The area of the new sub-millimeter map is approximately 95 square degrees, covering a very long and narrow strip along the galactic plane 2° wide (four times the width of the Full Moon) and more than 40° long. The 16,000 pixel-long map was made with the LABOCA sub-millimeter-wave camera on the ESO-operated APEX telescope. APEX is located at an altitude of 16,700 feet (5,100 meters) on the arid plateau of Chajnantor in the Chilean Andes — a site that allows optimal viewing in the sub-millimeter range.
The interstellar medium — the material between the stars — is composed of gas and grains of cosmic dust, rather like fine sand or soot. However, this gas is mostly hydrogen and relatively difficult to detect, so astronomers often search for these dense regions by looking for the faint heat glow of the cosmic dust grains.
Sub-millimeter light allows astronomers to see these dust clouds shining, even though they obscure our view of the universe at visible light wavelengths. Accordingly, the ATLASGAL map includes the denser central regions of our galaxy, in the direction of the constellation Sagittarius, that are otherwise hidden behind a dark shroud of dust clouds.
The newly released map reveals thousands of dense dust clumps, many never seen before, that mark the future birthplaces of massive stars. The clumps are typically a couple of light-years in size and have masses of between 10 and a few thousand times the mass of our Sun, enough to give birth to stars or even clusters of stars. In addition, ATLASGAL shows diffuse emission connecting these clumps and has captured images of beautiful filamentary structures and bubbles in the interstellar medium, blown by supernovae and the winds of bright stars.

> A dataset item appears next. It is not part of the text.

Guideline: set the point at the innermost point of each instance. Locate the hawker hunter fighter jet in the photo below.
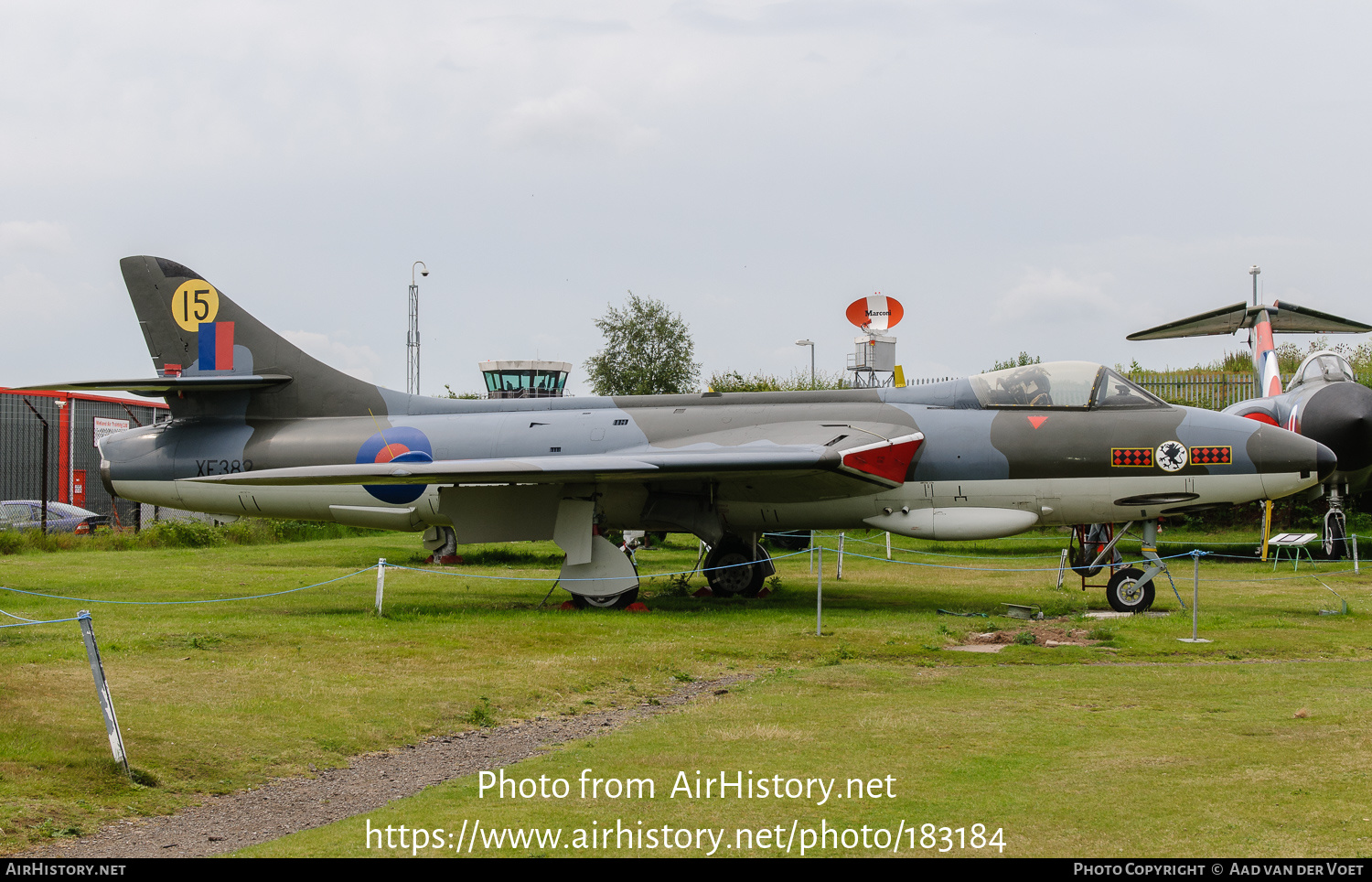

The photo shows in comparison the star forming clouds and complexes as observed in ATLASGAL, together with hotter dust of more evolved young stars still embedded in their dust cocoons, as observed in the Midcourse Space experiment (MSX) at infrared wavelengths.
Some striking highlights of the map include the center of the Milky Way, the nearby massive and dense cloud of molecular gas called Sagittarius B2, and giant star forming complexes like NGC 6357 and NGC 6334, the Cat’s Paw Nebula.
“Every single compact source in the ATLASGAL survey shows us a place at which new stars are presently being formed,” said Karl Menten, APEX principal investigator, director at MPIfR, and team member of the ATLASGAL project. “We just have to point APEX or Herschel and, in the future, ALMA towards these positions to observe the molecules associated with the dust to get a full picture of star formation throughout our Milky Way.”